Foto _ Rota Comando |
Incêndio criminoso destruiu três casas na última segunda-feira, 29, na aldeia Anderé, Terra Indígena (TI) Rio Branco, Alta Floresta do Oeste (RO). Indígenas do povo Makurap acreditam que o fogo tenha sido provocado por madeireiros que moram próximo à área. “A gente não merece isso. Não sabemos o porquê de toda essa violência”, lamenta liderança indígena. Ainda, um gerador de energia responsável pelo abastecimento de luz e água da comunidade desapareceu após incêndio. Os indígenas encontraram perfurações na caixa d’agua feitas com arma de fogo. No momento da destruição todos os moradores estavam fora da aldeia, ao coletar castanhas. “A gente acredita que estavam observando e aproveitaram o momento que não tinha ninguém na aldeia”.
Para liderança da TI, o ato demonstra hostilidade contra as populações tradicionais que vivem no norte do Estado. “Já existiram alguns conflitos entre indígenas e não indígenas. Eles querem explorar em nossas aldeias. Tem muitos madeireiros e pescadores que rondam por aqui. Reclamamos que não queríamos mais eles em nossas terras. Não devem ter gostado e se vingaram”, comenta. A terra tradicional é habitada pelos povos Aikanã, Arikapú, Aruá, Djeoromitxí, Kanoê, Makurap e Tupari.
“Além de duas casas, eles queimaram também a nossa casa de chica. Era um lugar sagrado”, lamenta outro indígena. “Ontem fomos até a Fundação Nacional do Índio, em Ji Paraná, para colocar o que aconteceu. O mínimo que esperamos é que seja feita alguma coisa, também que protejam a gente”.
Os Makurap foram historicamente sitiados e violentados por projetos de exploração. No ciclo da borracha, o território tradicional desses grupos foi invadido por seringais. Na história do povo esse regime é conhecido como momento de depopulação em razão de epidemias.
Em agosto, lideranças da Organização dos Povos Indígenas de Rondônia, Noroeste do Mato Grosso e Sul do Amazonas (Opiroma) e da Associação das Guerreiras Indígenas de Rondônia (Agir) denunciaram em Brasília as invasões e desmatamento que ocorrem constantemente em suas terras.
“Nós temos loteamentos feitos dentro das Terras Indígenas Uru Eu Au Au, Karitiana, Karipuna, entre outras terras indígenas”, comentou José Luís Kassupá, coordenador da Opiroma. “Há mais de trinta anos estamos lutando para retirar os invasores de dentro das terras indígenas.
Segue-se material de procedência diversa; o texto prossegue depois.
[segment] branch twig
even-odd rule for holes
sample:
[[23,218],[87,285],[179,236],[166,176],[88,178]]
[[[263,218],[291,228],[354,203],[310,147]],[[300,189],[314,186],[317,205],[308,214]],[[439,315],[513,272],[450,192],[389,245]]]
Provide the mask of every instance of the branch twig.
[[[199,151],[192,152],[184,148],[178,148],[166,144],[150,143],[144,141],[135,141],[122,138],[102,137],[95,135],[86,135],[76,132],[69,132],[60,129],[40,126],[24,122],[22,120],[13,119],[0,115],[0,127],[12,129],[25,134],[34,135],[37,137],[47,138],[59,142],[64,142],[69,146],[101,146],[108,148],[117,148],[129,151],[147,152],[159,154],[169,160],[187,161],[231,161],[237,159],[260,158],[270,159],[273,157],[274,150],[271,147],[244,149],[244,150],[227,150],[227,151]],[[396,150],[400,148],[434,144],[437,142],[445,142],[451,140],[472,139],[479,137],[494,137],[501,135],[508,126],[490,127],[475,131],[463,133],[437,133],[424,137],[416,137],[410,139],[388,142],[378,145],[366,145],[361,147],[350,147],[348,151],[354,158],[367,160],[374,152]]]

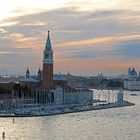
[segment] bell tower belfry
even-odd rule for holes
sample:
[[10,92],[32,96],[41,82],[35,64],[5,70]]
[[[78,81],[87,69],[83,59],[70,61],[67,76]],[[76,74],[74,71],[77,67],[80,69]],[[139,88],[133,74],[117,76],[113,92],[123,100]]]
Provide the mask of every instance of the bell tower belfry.
[[46,41],[43,55],[43,87],[52,88],[53,86],[53,50],[50,41],[50,32]]

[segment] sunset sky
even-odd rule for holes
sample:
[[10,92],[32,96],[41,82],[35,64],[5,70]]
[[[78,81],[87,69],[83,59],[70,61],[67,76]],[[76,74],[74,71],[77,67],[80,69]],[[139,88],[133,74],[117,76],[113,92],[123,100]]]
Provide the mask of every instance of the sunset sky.
[[0,74],[37,73],[48,30],[55,73],[140,70],[140,0],[1,0]]

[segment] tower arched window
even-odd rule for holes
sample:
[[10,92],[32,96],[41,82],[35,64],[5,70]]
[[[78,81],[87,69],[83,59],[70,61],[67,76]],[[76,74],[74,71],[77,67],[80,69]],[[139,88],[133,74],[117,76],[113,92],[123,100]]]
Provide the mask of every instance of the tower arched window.
[[45,54],[45,58],[49,58],[49,54],[47,53],[47,54]]

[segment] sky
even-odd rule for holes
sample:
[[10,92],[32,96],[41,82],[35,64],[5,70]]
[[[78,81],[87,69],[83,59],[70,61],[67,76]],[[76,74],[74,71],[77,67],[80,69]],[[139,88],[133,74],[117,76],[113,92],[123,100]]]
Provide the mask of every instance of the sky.
[[140,70],[139,0],[0,0],[0,74],[42,68],[48,30],[54,73]]

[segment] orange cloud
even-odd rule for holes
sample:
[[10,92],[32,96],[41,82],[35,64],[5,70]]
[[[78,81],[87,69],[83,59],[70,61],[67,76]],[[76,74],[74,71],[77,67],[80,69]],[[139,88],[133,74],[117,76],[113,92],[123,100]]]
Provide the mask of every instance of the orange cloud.
[[0,51],[0,55],[8,55],[8,54],[14,54],[14,53],[10,51]]
[[14,42],[15,48],[34,48],[37,42],[36,37],[26,37],[21,33],[12,33],[10,35],[2,37],[2,39],[8,39]]
[[[62,44],[58,44],[57,46],[59,47],[83,47],[83,46],[89,46],[89,45],[105,45],[105,44],[110,44],[118,41],[126,41],[130,39],[139,39],[140,34],[130,34],[130,35],[115,35],[115,36],[108,36],[108,37],[97,37],[97,38],[92,38],[92,39],[87,39],[87,40],[79,40],[79,41],[71,41],[71,42],[64,42]],[[92,46],[94,47],[94,46]]]
[[136,68],[140,69],[138,60],[118,60],[118,59],[109,59],[109,60],[83,60],[83,59],[74,59],[74,58],[65,58],[55,60],[55,71],[62,72],[71,72],[75,74],[83,75],[92,75],[100,72],[105,72],[107,74],[119,74],[127,73],[127,69],[130,66],[138,66]]

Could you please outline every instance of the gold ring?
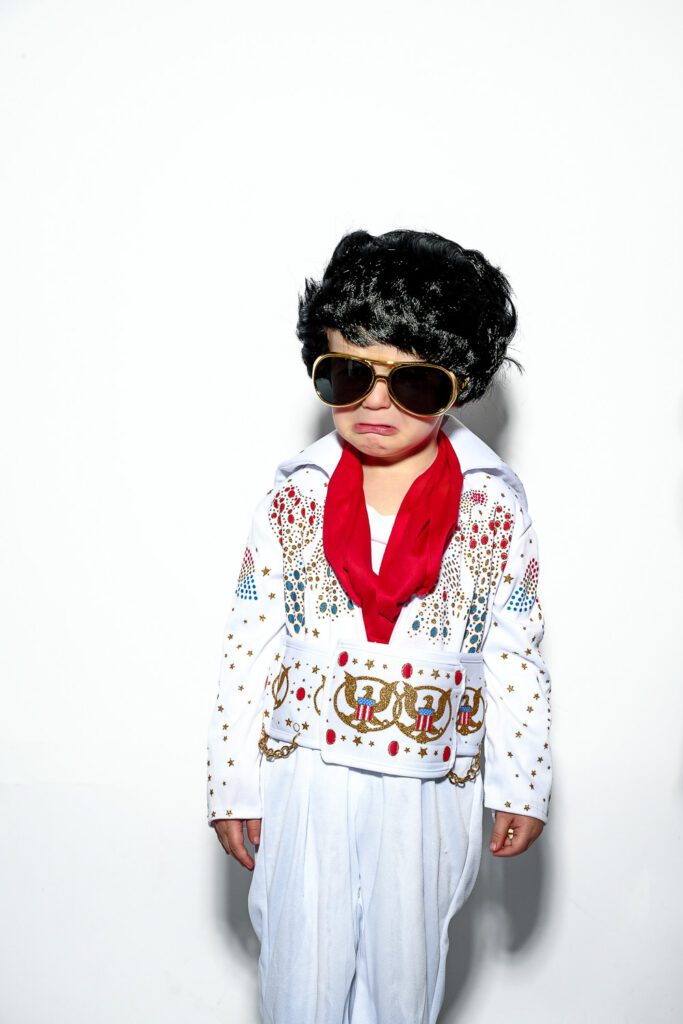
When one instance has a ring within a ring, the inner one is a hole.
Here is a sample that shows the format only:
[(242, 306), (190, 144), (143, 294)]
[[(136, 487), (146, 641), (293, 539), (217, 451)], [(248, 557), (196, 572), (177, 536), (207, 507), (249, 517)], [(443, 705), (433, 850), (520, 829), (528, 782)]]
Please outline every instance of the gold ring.
[(515, 838), (515, 830), (514, 830), (514, 828), (510, 827), (508, 829), (508, 839), (514, 839), (514, 838)]

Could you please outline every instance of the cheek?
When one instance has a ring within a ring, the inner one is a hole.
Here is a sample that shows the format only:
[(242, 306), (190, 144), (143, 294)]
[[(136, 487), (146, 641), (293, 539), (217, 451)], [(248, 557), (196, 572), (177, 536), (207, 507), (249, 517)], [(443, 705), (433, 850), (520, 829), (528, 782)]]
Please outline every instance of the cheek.
[(419, 420), (414, 416), (404, 416), (403, 420), (406, 437), (409, 438), (412, 443), (424, 441), (426, 437), (435, 432), (439, 423), (438, 416), (428, 420)]
[(344, 430), (350, 428), (353, 423), (352, 412), (343, 412), (339, 409), (332, 409), (331, 412), (334, 425), (340, 434), (343, 433)]

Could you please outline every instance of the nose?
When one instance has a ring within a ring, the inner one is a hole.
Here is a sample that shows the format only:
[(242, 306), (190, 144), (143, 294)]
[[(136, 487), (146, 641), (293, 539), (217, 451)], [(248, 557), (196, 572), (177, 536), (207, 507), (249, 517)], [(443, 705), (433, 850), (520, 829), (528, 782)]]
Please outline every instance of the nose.
[[(381, 385), (381, 386), (380, 386)], [(391, 406), (391, 398), (389, 397), (389, 387), (387, 385), (386, 375), (377, 374), (377, 380), (375, 386), (370, 394), (363, 399), (364, 409), (388, 409)]]

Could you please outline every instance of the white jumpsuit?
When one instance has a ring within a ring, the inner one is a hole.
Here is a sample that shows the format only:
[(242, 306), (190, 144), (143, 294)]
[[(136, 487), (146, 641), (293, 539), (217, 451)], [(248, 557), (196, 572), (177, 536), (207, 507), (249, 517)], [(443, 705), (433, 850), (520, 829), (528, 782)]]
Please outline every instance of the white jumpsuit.
[[(400, 744), (380, 743), (353, 706), (342, 709), (341, 728), (322, 725), (333, 708), (321, 714), (319, 695), (336, 692), (328, 692), (329, 675), (319, 686), (324, 659), (340, 643), (367, 642), (362, 611), (322, 543), (327, 481), (341, 456), (336, 431), (281, 463), (254, 511), (209, 724), (207, 803), (209, 824), (262, 819), (248, 907), (261, 942), (263, 1024), (433, 1024), (448, 925), (477, 878), (482, 805), (493, 817), (506, 810), (548, 819), (550, 675), (539, 649), (538, 544), (526, 495), (463, 423), (446, 417), (442, 429), (463, 473), (458, 527), (436, 586), (402, 607), (384, 657), (410, 652), (403, 667), (410, 675), (412, 664), (416, 677), (402, 686), (420, 692), (412, 713), (426, 711), (427, 691), (435, 709), (440, 694), (439, 708), (454, 704), (445, 717), (454, 737), (457, 714), (455, 754), (425, 739), (421, 720), (401, 723)], [(368, 514), (377, 567), (391, 518)], [(294, 664), (291, 643), (310, 660)], [(455, 678), (438, 678), (438, 659), (455, 656), (482, 666), (471, 682), (466, 674), (459, 705), (446, 701)], [(420, 659), (432, 659), (433, 680)], [(368, 678), (351, 660), (348, 670)], [(372, 674), (381, 676), (382, 665)], [(349, 697), (362, 717), (368, 698), (360, 689)], [(311, 742), (319, 727), (331, 744), (322, 752)], [(271, 756), (292, 738), (301, 744)], [(479, 755), (484, 774), (473, 770), (458, 784)], [(449, 758), (446, 775), (440, 764)], [(376, 763), (384, 770), (372, 770)]]
[[(378, 572), (395, 516), (368, 516)], [(461, 787), (301, 747), (263, 758), (261, 796), (248, 905), (263, 1024), (434, 1024), (448, 923), (479, 870), (481, 774)]]

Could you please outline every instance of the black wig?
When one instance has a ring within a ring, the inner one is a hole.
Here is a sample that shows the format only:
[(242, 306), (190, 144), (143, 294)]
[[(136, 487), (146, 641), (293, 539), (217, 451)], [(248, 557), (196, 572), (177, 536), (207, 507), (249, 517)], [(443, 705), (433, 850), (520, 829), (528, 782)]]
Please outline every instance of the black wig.
[(309, 376), (325, 328), (367, 348), (393, 345), (468, 378), (458, 405), (481, 398), (517, 328), (507, 278), (476, 249), (428, 231), (352, 231), (321, 281), (306, 278), (296, 334)]

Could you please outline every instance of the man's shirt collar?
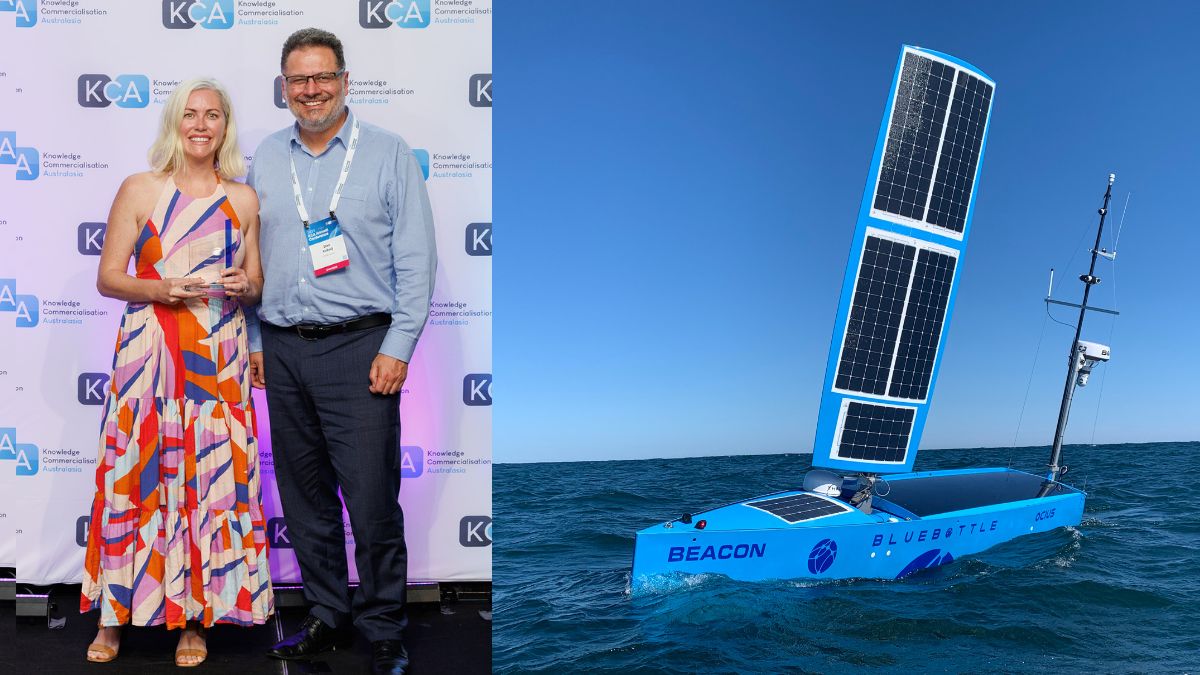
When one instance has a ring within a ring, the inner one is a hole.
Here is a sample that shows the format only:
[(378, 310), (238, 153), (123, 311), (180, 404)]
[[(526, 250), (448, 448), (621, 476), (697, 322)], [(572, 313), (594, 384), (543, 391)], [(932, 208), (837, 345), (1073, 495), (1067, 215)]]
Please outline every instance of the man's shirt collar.
[[(335, 140), (341, 141), (343, 148), (350, 147), (350, 129), (353, 126), (354, 126), (354, 112), (350, 110), (350, 106), (346, 106), (346, 119), (342, 122), (342, 128), (338, 129), (336, 136), (329, 139), (329, 145), (326, 145), (325, 150), (322, 151), (320, 154), (322, 154), (322, 155), (325, 154), (325, 152), (329, 150), (330, 146), (333, 145), (333, 142)], [(304, 145), (304, 141), (300, 140), (300, 123), (299, 122), (292, 123), (291, 143), (293, 146), (299, 147), (302, 150), (307, 151), (307, 146)], [(309, 154), (312, 154), (312, 153), (309, 152)]]

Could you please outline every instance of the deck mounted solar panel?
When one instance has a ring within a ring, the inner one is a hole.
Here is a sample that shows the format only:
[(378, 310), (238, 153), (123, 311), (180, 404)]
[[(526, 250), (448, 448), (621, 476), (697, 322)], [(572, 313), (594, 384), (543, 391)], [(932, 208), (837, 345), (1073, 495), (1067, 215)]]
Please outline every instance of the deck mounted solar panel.
[(889, 396), (924, 400), (928, 395), (957, 262), (954, 256), (929, 249), (917, 255)]
[(838, 439), (843, 459), (903, 463), (912, 437), (914, 408), (847, 401)]
[(905, 46), (851, 239), (813, 466), (911, 471), (971, 232), (996, 84)]
[(822, 499), (813, 495), (776, 497), (757, 502), (747, 502), (746, 505), (776, 515), (789, 523), (799, 523), (805, 520), (849, 511), (849, 509), (841, 504), (835, 504), (828, 499)]

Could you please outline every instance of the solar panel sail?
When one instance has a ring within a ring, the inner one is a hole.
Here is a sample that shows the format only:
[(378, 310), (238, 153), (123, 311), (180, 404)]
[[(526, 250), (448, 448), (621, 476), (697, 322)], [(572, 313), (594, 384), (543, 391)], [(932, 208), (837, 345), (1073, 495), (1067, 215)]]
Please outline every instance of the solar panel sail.
[(813, 465), (909, 471), (954, 306), (995, 83), (901, 50), (830, 343)]
[(871, 211), (961, 238), (995, 85), (945, 58), (911, 47), (903, 52)]

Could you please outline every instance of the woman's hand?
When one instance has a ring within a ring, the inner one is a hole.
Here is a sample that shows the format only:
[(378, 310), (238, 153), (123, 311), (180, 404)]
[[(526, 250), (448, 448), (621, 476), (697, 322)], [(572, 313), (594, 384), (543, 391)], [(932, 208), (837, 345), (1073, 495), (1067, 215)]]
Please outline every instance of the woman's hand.
[(188, 286), (202, 286), (206, 282), (200, 277), (187, 277), (186, 279), (162, 279), (158, 282), (158, 288), (154, 294), (154, 301), (161, 302), (164, 305), (175, 305), (184, 300), (192, 298), (203, 298), (208, 295), (208, 291), (189, 291)]

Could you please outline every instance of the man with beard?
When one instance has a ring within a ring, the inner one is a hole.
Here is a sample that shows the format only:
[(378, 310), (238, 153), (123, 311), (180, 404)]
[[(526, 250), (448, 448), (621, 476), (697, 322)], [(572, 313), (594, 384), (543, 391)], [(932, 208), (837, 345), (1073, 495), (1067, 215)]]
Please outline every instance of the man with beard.
[[(403, 673), (398, 407), (433, 292), (433, 214), (408, 144), (346, 107), (335, 35), (297, 31), (281, 66), (296, 124), (258, 146), (247, 180), (261, 203), (265, 278), (250, 368), (266, 388), (275, 479), (311, 610), (269, 655), (347, 647), (353, 622), (372, 643), (374, 671)], [(339, 488), (354, 533), (353, 598)]]

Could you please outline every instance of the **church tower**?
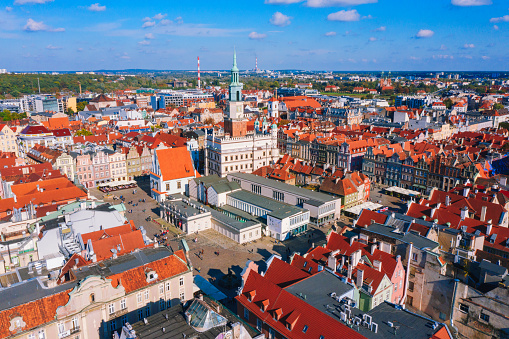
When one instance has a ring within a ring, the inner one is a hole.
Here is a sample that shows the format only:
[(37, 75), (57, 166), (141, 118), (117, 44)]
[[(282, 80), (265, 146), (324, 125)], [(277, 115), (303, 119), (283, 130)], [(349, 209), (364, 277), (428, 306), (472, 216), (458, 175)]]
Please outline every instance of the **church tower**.
[(228, 114), (224, 120), (224, 132), (231, 137), (245, 136), (247, 134), (247, 120), (244, 119), (244, 101), (242, 100), (242, 86), (239, 81), (237, 68), (237, 54), (233, 52), (233, 67), (231, 69), (231, 82), (228, 97)]
[(233, 52), (233, 67), (231, 69), (231, 83), (228, 106), (228, 117), (239, 119), (244, 117), (244, 102), (242, 101), (242, 86), (239, 82), (239, 69), (237, 68), (237, 54)]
Hoje o marco temporal legaliza isso e outras questões também, como as invasões, o desmatamento dentro das terras indígenas”.
Em fevereiro de 2017, uma reportagem do portal Amazônia Real apurou que as Secretarias de Agricultura (Seagri) e de Desenvolvimento Ambiental (Sedam) do governo do estado de Rondônia atuaram ativamente na distribuição de lotes dentro da área demarcada, participando inclusive de reuniões realizadas dentro da terra indígena, junto com o vice-prefeito do município de Ariquemes (RO), Lucas Follador, e um representante do senador Acir Gurgacz (PDT-RO).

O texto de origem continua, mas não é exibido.